Hacker News new | past | comments | ask | show | jobs | submit login
Google, make Google Analytics HTTPS by default (smerity.com)
75 points by Smerity on Dec 30, 2013 | hide | past | favorite | 24 comments



There is a wider debate that deserves to be had about analytics - not just Google Analytics but about web tracking in general. A debate about what data is collected in the first place and just how "anonymous" that data is. Is it possible for companies to respect user privacy and collect user data that helps inform improvements to their business or website at the same time? How can we answer this question when we don't even know what companies track and record in the first place? Google cetainly aren't telling.

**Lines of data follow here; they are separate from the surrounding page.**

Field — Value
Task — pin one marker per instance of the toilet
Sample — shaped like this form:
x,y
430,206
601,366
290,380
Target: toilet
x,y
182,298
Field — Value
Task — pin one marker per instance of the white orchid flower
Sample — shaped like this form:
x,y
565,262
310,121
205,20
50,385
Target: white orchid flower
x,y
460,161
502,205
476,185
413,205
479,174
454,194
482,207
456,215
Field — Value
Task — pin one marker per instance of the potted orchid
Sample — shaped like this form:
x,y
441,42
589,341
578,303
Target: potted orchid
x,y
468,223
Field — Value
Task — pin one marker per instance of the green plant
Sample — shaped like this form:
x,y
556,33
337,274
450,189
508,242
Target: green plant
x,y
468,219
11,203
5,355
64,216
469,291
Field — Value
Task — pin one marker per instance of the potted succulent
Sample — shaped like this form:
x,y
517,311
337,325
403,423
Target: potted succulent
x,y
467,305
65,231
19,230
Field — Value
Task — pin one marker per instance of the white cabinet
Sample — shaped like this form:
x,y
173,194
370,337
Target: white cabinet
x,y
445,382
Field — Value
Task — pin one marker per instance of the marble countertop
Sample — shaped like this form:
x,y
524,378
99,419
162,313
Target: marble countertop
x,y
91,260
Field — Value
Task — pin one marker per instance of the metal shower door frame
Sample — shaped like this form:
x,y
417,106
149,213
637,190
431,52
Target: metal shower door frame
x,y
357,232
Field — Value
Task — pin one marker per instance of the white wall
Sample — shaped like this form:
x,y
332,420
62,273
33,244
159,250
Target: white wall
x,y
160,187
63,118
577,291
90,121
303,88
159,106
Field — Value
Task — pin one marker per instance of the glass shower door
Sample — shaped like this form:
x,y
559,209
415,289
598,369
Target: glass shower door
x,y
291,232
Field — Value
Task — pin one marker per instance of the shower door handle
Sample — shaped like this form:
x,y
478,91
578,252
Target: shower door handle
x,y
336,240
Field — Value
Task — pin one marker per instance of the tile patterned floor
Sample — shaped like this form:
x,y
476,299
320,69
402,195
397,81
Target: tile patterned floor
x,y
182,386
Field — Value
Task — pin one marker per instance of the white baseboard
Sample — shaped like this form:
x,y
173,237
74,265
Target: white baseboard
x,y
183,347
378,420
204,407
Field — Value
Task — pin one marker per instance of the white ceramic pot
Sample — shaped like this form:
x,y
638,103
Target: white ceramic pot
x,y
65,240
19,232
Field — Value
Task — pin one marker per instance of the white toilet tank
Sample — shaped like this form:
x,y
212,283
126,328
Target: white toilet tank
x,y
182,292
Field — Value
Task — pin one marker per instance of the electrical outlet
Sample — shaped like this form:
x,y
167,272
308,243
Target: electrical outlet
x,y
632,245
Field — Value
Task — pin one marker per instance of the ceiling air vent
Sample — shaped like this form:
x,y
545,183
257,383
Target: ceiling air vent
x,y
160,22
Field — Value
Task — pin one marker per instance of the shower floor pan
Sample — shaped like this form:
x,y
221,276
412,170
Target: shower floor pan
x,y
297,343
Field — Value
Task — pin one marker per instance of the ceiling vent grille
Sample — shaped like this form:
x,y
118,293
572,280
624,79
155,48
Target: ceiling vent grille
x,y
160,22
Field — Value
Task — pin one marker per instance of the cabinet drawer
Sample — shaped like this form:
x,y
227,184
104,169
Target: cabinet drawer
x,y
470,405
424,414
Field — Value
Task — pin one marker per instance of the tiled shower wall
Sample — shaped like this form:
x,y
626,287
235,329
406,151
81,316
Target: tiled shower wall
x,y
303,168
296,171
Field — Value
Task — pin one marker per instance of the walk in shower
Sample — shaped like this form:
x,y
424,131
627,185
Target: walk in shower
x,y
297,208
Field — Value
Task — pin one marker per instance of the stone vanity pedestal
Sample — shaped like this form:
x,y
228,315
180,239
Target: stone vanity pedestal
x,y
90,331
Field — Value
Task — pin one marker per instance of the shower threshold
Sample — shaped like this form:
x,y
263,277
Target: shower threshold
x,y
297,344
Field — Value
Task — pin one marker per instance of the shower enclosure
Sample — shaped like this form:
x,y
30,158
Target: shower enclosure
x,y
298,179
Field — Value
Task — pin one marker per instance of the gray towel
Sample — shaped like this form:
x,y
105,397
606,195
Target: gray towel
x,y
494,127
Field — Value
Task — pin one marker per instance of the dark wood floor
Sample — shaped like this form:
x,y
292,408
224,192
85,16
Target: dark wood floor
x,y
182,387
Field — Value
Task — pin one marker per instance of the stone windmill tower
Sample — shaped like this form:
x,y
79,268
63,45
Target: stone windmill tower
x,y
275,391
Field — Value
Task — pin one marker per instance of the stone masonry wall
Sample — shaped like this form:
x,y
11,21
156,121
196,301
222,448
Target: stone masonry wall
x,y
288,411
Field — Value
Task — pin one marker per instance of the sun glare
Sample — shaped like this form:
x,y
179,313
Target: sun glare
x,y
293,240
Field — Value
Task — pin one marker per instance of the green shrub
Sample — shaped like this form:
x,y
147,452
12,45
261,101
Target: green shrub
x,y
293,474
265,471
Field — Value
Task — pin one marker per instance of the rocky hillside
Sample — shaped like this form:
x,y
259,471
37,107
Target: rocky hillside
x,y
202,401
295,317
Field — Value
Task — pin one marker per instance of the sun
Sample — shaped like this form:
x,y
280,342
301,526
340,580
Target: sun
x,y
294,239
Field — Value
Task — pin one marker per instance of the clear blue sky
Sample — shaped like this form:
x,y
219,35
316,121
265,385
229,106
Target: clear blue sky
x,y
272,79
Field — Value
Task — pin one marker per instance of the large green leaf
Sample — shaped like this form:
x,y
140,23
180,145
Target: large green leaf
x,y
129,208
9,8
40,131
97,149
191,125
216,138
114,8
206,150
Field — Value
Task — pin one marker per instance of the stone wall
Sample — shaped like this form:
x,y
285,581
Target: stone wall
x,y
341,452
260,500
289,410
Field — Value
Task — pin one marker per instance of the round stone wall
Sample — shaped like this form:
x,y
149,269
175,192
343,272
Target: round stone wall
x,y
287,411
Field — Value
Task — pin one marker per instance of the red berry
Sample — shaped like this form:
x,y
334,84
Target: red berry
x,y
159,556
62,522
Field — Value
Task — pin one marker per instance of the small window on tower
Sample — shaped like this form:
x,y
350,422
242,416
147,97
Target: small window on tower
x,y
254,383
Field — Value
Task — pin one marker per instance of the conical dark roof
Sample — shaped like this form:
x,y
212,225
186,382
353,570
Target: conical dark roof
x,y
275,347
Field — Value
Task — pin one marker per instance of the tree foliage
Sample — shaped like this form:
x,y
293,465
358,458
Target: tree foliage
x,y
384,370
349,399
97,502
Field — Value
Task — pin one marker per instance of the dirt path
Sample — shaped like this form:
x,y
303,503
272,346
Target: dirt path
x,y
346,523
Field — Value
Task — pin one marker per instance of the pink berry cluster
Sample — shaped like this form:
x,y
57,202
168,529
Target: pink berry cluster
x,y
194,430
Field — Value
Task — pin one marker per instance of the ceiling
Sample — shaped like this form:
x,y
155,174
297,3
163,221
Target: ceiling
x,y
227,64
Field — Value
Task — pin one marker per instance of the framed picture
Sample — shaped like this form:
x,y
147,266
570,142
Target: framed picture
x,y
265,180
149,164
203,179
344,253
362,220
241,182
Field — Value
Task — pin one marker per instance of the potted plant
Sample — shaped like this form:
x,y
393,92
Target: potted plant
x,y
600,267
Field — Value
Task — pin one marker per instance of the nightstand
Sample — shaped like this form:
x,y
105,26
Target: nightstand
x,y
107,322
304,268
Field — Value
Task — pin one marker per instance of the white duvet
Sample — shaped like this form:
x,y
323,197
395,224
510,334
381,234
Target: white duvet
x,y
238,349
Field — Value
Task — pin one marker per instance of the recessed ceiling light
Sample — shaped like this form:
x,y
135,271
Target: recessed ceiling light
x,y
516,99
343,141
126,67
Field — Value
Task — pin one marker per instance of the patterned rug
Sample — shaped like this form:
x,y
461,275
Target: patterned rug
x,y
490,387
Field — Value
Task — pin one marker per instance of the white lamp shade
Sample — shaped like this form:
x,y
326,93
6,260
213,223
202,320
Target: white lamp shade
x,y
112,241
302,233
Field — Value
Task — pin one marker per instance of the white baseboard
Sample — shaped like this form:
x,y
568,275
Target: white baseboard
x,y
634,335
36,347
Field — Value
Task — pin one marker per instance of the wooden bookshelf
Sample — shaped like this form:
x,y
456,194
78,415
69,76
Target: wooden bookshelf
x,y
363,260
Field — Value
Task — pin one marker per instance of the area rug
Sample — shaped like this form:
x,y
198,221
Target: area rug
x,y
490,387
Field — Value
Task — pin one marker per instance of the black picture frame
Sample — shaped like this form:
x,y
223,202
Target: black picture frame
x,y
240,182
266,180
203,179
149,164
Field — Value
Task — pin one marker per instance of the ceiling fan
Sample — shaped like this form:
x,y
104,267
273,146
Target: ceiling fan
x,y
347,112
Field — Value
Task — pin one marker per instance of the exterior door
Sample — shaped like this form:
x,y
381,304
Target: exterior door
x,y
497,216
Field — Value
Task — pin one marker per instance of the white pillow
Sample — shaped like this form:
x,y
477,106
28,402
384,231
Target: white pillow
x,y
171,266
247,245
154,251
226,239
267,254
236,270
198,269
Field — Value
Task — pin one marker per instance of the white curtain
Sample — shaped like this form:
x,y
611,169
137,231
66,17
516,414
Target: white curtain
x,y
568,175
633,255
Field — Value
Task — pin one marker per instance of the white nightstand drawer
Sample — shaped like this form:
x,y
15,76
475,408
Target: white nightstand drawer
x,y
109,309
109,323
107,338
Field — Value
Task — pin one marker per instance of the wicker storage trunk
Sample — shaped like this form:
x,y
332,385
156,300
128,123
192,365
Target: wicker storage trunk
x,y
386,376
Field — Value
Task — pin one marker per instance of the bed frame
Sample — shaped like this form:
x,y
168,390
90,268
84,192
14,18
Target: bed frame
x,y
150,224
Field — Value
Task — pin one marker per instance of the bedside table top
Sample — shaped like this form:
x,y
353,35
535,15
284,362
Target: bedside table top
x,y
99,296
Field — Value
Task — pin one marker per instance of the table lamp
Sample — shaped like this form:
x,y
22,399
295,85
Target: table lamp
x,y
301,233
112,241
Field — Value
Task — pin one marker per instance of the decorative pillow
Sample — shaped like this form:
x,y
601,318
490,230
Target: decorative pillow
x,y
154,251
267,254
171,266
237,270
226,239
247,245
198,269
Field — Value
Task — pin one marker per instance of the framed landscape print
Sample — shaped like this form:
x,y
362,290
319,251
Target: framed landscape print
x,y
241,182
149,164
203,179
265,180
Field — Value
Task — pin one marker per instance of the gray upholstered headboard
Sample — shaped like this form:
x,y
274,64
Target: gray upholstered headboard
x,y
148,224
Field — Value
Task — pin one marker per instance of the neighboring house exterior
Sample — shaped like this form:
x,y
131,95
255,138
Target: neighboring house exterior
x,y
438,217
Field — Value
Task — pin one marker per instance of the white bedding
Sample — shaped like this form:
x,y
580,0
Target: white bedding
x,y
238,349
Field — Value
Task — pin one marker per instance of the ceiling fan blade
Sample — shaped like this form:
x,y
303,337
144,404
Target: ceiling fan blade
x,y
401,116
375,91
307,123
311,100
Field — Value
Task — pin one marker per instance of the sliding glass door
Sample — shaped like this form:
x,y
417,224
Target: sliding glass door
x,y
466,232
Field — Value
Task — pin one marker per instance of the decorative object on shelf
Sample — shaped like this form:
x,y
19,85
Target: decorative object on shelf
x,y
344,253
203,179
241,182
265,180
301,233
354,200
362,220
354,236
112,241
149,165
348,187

It's interesting that Google does not display the IP address to Google Analytics customers citing privacy concerns, but it does of course capture that data for itself. Put another way, Google believes displaying the IP address to analytics customers would be a privacy concern, yet you could argue that Google capturing that data for itself is a greater privacy concern because, unlike the indiviudal analytics customers, Google can aggregate all the phenomenal amounts of data it captures to build a much more detailed picture of online behaviour across multiple sites.

Google are not collecting this information for nefarious purposes, but no company should be allowed to collect such phenomenal amounts of data about users' online behaviour without scrutiny. For example, consider how little comment is made on the privacy implications of using ChromeOS where your online behaviour is not only captured by Google, it isn't even anonymous.

No other company has its digital fingerprints all over the web like Google. But Google gets an easy pass on matters of privacy and online tracking. Why?


We have a number of sites in the UK for reporting crime which are supposed to be anonymous. The best known is Crimestoppers UK [1] which tells you you can "Contact us anonymously with information about crime". All these sites use Google Analytics and some also add Facebook tracking codes too.

None of these sites point out that Google, Facebook, etc can easily ID you and while you may be anonymous to the site operator you aren't truly anonymous. I've contacted Crimestoppers and the local police to ask about this and got nowhere. The bottom line seems to be that the police and Crimestoppers have absolute unshakable faith in Google and are comfortable outsourcing crime victims' privacy to an American advertising company.

[1] https://crimestoppers-uk.org/give-information/give-informati...


I developed a very similar form for one of these sites. We were requested to and implemented features for safeguarding anonymity, like stripping information from web logs. The organisation insisted on including Google Analytics on the anonymous form submission page; I repeatedly made it clear that this was an awful idea, that this completely defeated anonymity, and that if usage data was required we could collect it in some other way. Unfortunately, I don't think they really care.

Security around this so-called anonymous data was thoroughly lax, and eventually someone is literally going to be murdered as a result of it.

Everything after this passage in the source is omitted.